# Shea Butter Shampoo Bar



## Bubbles Galore (Sep 8, 2010)

Just cut up my latest batch of Shea Butter Shampoo Bar. I used Organic Rose Hydrosol as the water and the smell was amazing when I added the lye. I think I can smell a hint of rose in the finished product. We'll see. 





Uploaded with ImageShack.us


----------



## NancyRogers (Sep 8, 2010)

It looks lovely!  Please let us know if the rose scent stays true.


----------



## PrairieCraft (Sep 8, 2010)

Pretty!


----------



## agriffin (Sep 8, 2010)

Wow!  That looks great!  It looks super creamy and the tops are nice looking!


----------



## Lynnz (Sep 8, 2010)

That is beautiful, was thinking what fantastic value a shampoo bar would be as imagine one would get a fair few washes from them


----------



## albo (Sep 8, 2010)

wow, that looks amazing!  the perfect shampoo bar is my aim in all this, so you've given me something to work towards!


----------



## ewenique (Sep 8, 2010)

Looks lovely!


----------



## soapbuddy (Sep 8, 2010)

Pretty!


----------



## ChrissyB (Sep 11, 2010)

Very very nice!!


----------



## Bubbles Galore (Sep 13, 2010)

Thank you for the kind comments.  :wink:  I just sniffed it and can only smell the usual soapy smell, no roses.


----------



## nattynoo (Sep 13, 2010)

It looks so lovely & creamy. 
Shame about the smell.


----------



## ToniD (Sep 13, 2010)

They are so pretty!   I really like the color.


----------



## Bubbles Galore (Sep 14, 2010)

ToniD said:
			
		

> They are so pretty!   I really like the color.
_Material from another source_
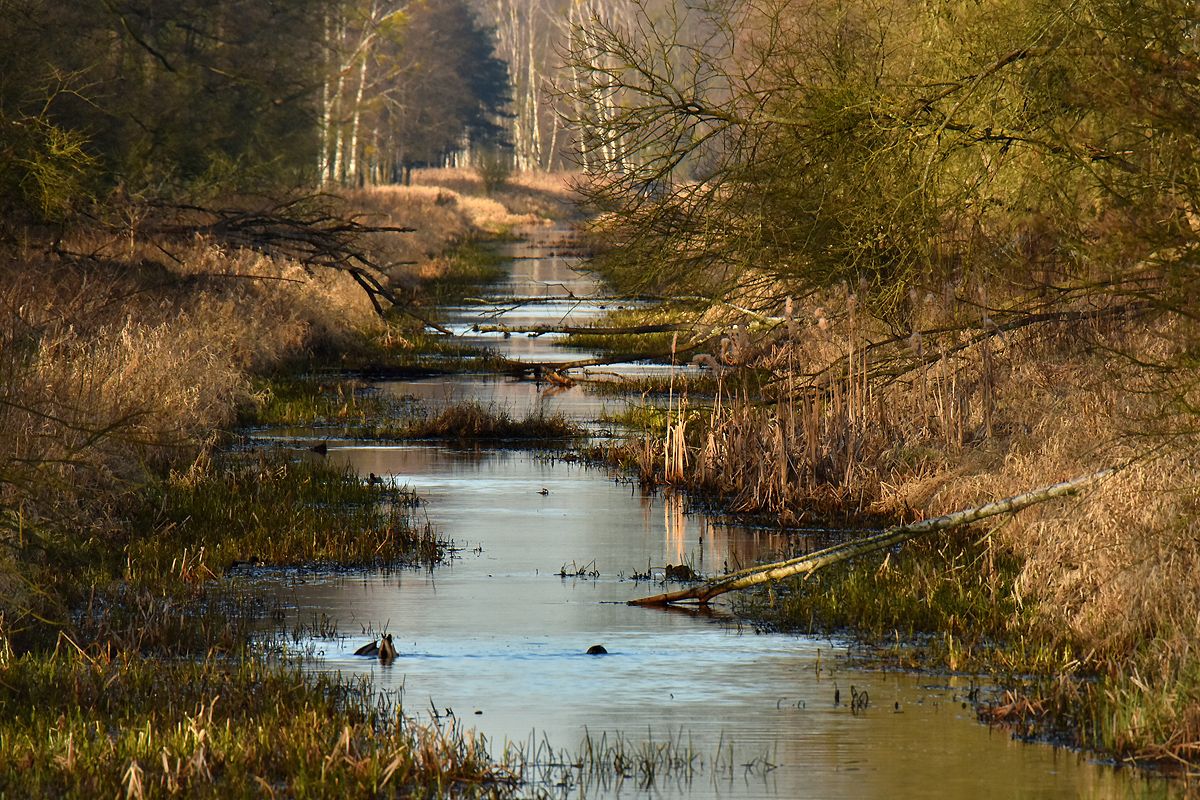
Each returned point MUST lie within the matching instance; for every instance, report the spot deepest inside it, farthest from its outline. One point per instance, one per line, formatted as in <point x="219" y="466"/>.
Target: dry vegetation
<point x="823" y="413"/>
The colour is from Pink Clay Toni.  :wink:


----------



## ToniD (Sep 14, 2010)

Bubbles Galore said:
			
		

> ToniD said:
> 
> 
> 
> ...



Well, then, Bubbles, would you mind giving me some instruction?   It is actually on my list to make a cake with pink swirls using Rose clay as the color.    I have not swirled with clay as the color yet, but when I have swirled with things other than micas or oxides, I sometimes end up with two different textures in the soap.

Would you mind sharing how you add your clay?  Do you premix it with oil?  How much oil?

Thanks


----------



## Bubbles Galore (Jan 12, 2011)

You should have kicked me Toni. I only just saw this while looking for a photo of one of my soaps with TD that I couldn't find.   

One tablespoon clay (Australian tablespoon which is 4 teaspoons) mixed with one tablespoon of oil and then added to a few soup ladles of soap batter and I think I did an ITPS (in the pot swirl) and hoped for the best.


----------



## tomara (Jan 12, 2011)

Very nice...hope the scent stays for you


----------



## ToniD (Jan 12, 2011)

Bubbles Galore said:
			
		

> You should have kicked me Toni. I only just saw this while looking for a photo of one of my soaps with TD that I couldn't find.
> 
> One tablespoon clay (Australian tablespoon which is 4 teaspoons) mixed with one tablespoon of oil and then added to a few soup ladles of soap batter and I think I did an ITPS (in the pot swirl) and hoped for the best.




No kicking necessary  Easy to lose track of a post.   Thanks for getting back to me.   I actually ended up with a nice swirl of pink clay in a castile soap.   It will be ready for valentines day.


----------



## pixybratt (Jan 12, 2011)

I love this soap the colors are amazing


----------



## supersoaper3000 (Jan 12, 2011)

Very pretty!  I have found that hydrosols have more benefits as a spray for the hair and skin than they do as an aromatic.  Getting a good natural rose smell in soap is freaking expensive!!  Thank god for FOs


----------



## Dragonkaz (Jan 13, 2011)

That soap is so pretty ... and the smell sounds beautiful ... hope it has lasted!


----------



## coral (Jan 13, 2011)

I missed this one the swirls look great.


----------



## MidwestSoaper (Jan 15, 2011)

it looks so beautiful and creamy, I could stare at it all day!  Too bad the scent went away.


----------